Comparison of d-DNA and l-DNA strand-displacement cascades in living cells. (a) Schematic illustration of the strand-displacement cascade. The achiral PNA strand is shown in green (Figure S1). The N-POM (6-nitropiperonyloxymethylene) caging group on thymidine nucleotides is represented by red dots. (b,c) Fluorescent monitoring of strand-displacement cascades in living cells by flow cytometry. Cells were transfected with either l-DNA (b) or d-DNA (c) versions of the reaction components depicted in panel (a) and photolyzed 2 hours later (where indicated). d-IN_S (red) indicates a scrambled input. All signals were normalized to the initial fluorescence measurement (−120 min). Individual data points from at least two independent experiments are plotted and connected by the mean. Representative histograms (below) display cell count versus fluorescence (black line indicates the mean value).

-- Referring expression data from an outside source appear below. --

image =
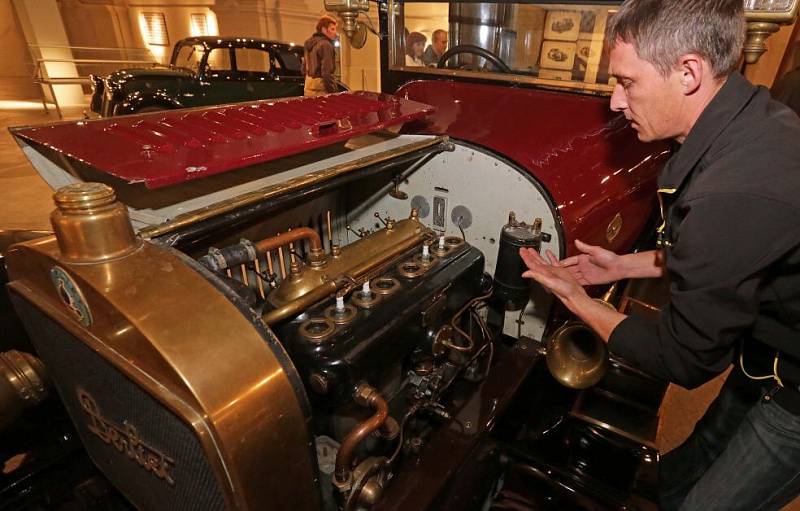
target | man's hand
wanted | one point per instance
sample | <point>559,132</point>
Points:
<point>595,265</point>
<point>562,283</point>
<point>559,281</point>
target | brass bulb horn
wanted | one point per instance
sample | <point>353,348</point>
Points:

The proper operation of both d-DNA and l-DNA reaction cascades was first confirmed in a cell-free setting (Figure S6). We then packaged the input (d-IN) and reporter (d/l-R) components into liposomes separately from duplex d/l-A, and delivered both liposome complexes to cells simultaneously. Following a 2 hour pre-incubation that allowed for uptake, the cells were exposed to UV light (357 nm) for 3 minutes in order to uncage d-IN, and the reaction was monitored by flow cytometry and fluorescence microscopy (Figure 2b,c and Figure S7). We note that minimal cytotoxicity was observed following UV treatment (Figure S8). Upon photoactivation, the l-DNA reaction cascade proceeded rapidly leading to a ~4-fold enhancement in fluorescence relative to non-UV treated cells, which again showed no significant increase in signal (Figure 2b). Based on an unquenched positive control reaction, ~70% of l-reporter complexes were activated in response to UV treatment (Figure S9). This suggested that a majority of the reaction components were able to co-localize and react in cells despite being transfected separately. Importantly, an input strand with a scrambled toehold domain (d-IN_S) failed to activate an appreciable fluorescent signal upon photoactivation, confirming the heterochiral reaction cascade behaves as intended and has specificity for the correct input sequence. In contrast, the d-DNA reaction cascade behaved poorly in cells (Figure 2c). Transfection of the d-DNA circuit into cells resulted in a high background signal in the absence of UV, and only a modest fluorescent enhancement (< 1.5-fold) upon photoactivation of the input.

CONCLUSIONS

Taken together, our data clearly demonstrate that strand-displacement reaction systems constructed from l-DNA have superior intracellular stability and functionality compared to those constructed from the native polymer. To the best of our knowledge, this is the first time d-DNA and l-DNA strand-displacement has been directly compared in live cells. Most notably, l-DNA strand-displacement reactions show minimal “leak” despite prolonged exposure to the harsh intracellular environment and fast reaction kinetics upon activation, which together lead to dramatically improved signal-to-noise ratios compare to their d-DNA counterparts. Detailed understanding of the behavior of l-DNA and their complexes within living cells is essential for the broader adoption of the mirror-image approach in the field of DNA nanotechnology and beyond, and this study represents an important first step towards that goal. Importantly, by successfully demonstrating the operation of a multi-component heterochiral strand-displacement circuit in living cells, we have laid the foundation for interfacing endogenous d-nucleic acid signals (e.g. mRNAs) with robust l-DNA-based molecular circuits for practical, in vivo applications.